Measure progress by how much you have tried, not by how little you have failed. — Viktor Frankl

What lingers after this line?

Reframing What Counts as Progress

This line invites a pivot from deficit thinking to a practice-centered mindset. Instead of asking how little went wrong, it asks how boldly and consistently we engaged with the task at hand. Focusing on avoided failures breeds risk aversion and sandbags ambition; by contrast, tallying meaningful attempts normalizes iteration and intelligent risk. Behavioral economics helps explain the trap: loss aversion skews attention toward preventing pain rather than pursuing growth (Kahneman and Tversky, 1979). Thus, measuring tries shifts our gaze from protective caution to constructive action, turning progress into something we can influence daily.

A Frankl-Inspired Lens on Agency

While the phrasing is often attributed to Viktor Frankl, its spirit aligns with logotherapy: meaning arises from chosen attitude and purposeful striving amid constraints. In Man’s Search for Meaning (1946), Frankl describes a “last of the human freedoms” to choose one’s stance even in suffering. Counting sincere attempts honors that freedom because it centers what remains within our control. Rather than fetishizing spotless records, it recognizes dignity in effort—especially when outcomes are uncertain or delayed—thereby transforming progress from a scoreboard into a stance.

Evidence from Motivation Science

Modern psychology converges on this process-first view. Carol Dweck’s research on growth mindset shows that praising effort and strategy sustains learning under difficulty (Mindset, 2006). Albert Bandura’s work on self-efficacy demonstrates that mastery experiences—accumulated through repeated, structured attempts—build the belief that one can succeed (1977). Moreover, The Progress Principle by Teresa Amabile and Steven Kramer (2011) documents how small, daily wins fuel motivation and creativity.
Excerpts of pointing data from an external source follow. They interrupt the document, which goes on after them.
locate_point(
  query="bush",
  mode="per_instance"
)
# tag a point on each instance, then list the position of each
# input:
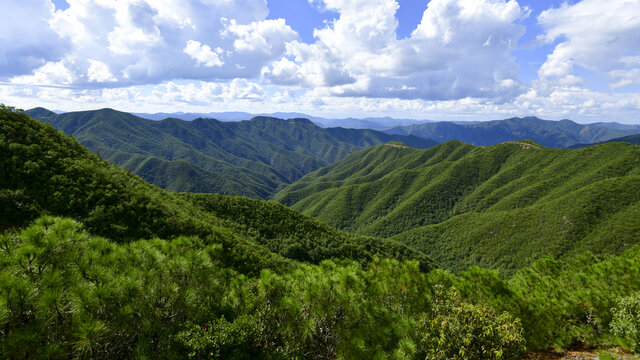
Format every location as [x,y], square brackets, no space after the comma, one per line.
[626,321]
[456,330]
Together, these findings suggest that effort metrics do not merely feel good; they compound capability, creating a virtuous cycle of trying, learning, and improving.
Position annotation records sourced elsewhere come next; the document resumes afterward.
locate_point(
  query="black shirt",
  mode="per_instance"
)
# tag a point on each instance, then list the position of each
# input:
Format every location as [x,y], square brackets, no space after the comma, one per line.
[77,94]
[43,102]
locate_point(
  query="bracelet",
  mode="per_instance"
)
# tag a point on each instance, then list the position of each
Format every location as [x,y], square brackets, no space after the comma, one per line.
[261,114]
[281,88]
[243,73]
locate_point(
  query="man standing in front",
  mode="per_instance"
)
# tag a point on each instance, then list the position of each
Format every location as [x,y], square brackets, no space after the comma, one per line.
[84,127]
Echoes in Stoicism and Sports

Historically, the emphasis on controllables traces to Stoicism: Epictetus’s Enchiridion distinguishes what is up to us from what is not, urging focus on the former. In the same spirit, coach John Wooden built his Pyramid of Success around industriousness and intentness, prioritizing preparation and process over the scoreboard. His oft-cited practice of teaching players how to put on socks correctly—minimizing blisters, maximizing readiness—illustrates how attention to repeatable, controllable actions stacks small advantages. These traditions converge on one lesson: progress emerges from consistent, high-quality attempts.

Turning the Principle into Practice

To operationalize the idea, replace outcome-only dashboards with process metrics. Keep an effort log that records experiments tried, hypotheses tested, and lessons extracted. Adopt process KPIs—hours of deliberate practice with feedback (Ericsson, Krampe, and Tesch-Römer, 1993), number of drafts completed, or customer interviews conducted—paired with brief learning reviews after each attempt. In teams, use blameless postmortems to convert errors into playbooks (Beyer et al., Site Reliability Engineering, 2016). By making attempts visible and learnable, you transform trying from a private struggle into a shared, improvable system.
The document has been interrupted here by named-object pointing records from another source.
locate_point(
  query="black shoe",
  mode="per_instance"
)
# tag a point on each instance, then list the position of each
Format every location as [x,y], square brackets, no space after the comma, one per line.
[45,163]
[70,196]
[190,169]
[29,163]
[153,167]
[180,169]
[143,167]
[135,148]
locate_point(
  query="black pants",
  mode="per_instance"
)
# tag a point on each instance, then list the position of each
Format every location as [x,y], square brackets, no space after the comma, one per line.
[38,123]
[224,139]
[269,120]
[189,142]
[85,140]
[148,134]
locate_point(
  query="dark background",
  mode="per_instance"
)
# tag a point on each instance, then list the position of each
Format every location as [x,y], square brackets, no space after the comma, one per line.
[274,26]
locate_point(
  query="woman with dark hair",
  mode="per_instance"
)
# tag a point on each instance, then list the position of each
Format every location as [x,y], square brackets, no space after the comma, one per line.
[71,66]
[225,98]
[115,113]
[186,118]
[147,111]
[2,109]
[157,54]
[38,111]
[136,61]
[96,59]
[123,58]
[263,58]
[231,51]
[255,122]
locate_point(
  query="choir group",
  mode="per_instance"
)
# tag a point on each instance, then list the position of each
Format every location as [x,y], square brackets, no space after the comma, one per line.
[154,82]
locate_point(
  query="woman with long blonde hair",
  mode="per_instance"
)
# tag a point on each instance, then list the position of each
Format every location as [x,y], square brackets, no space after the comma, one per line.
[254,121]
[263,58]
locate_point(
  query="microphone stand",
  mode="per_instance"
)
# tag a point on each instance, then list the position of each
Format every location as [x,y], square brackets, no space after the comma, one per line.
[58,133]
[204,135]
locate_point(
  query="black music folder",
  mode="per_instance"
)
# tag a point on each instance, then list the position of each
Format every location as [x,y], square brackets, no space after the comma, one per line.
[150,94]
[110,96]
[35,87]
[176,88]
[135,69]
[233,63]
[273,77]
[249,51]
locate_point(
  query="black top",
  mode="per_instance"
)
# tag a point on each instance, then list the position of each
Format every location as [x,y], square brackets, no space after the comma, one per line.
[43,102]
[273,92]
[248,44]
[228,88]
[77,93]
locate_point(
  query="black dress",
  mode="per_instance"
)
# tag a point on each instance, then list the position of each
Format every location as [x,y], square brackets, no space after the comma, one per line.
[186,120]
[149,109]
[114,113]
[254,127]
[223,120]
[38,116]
Guardrails: Effort, Impact, and Integrity

Even so, effort is not a license for waste. Goodhart’s law warns that when a measure becomes a target, it can be gamed. Therefore, balance attempt counts with quality criteria—clear hypotheses, time-boxes, and standards of evidence—and tie efforts to humane outcomes. Prevent burnout by pacing work and celebrating recovery as productive effort. Finally, ensure equity: people with fewer resources may need more attempts to reach the same outcomes; measuring tries should illuminate support needs, not excuse underinvestment. In this way, effort becomes both courageous and conscientious.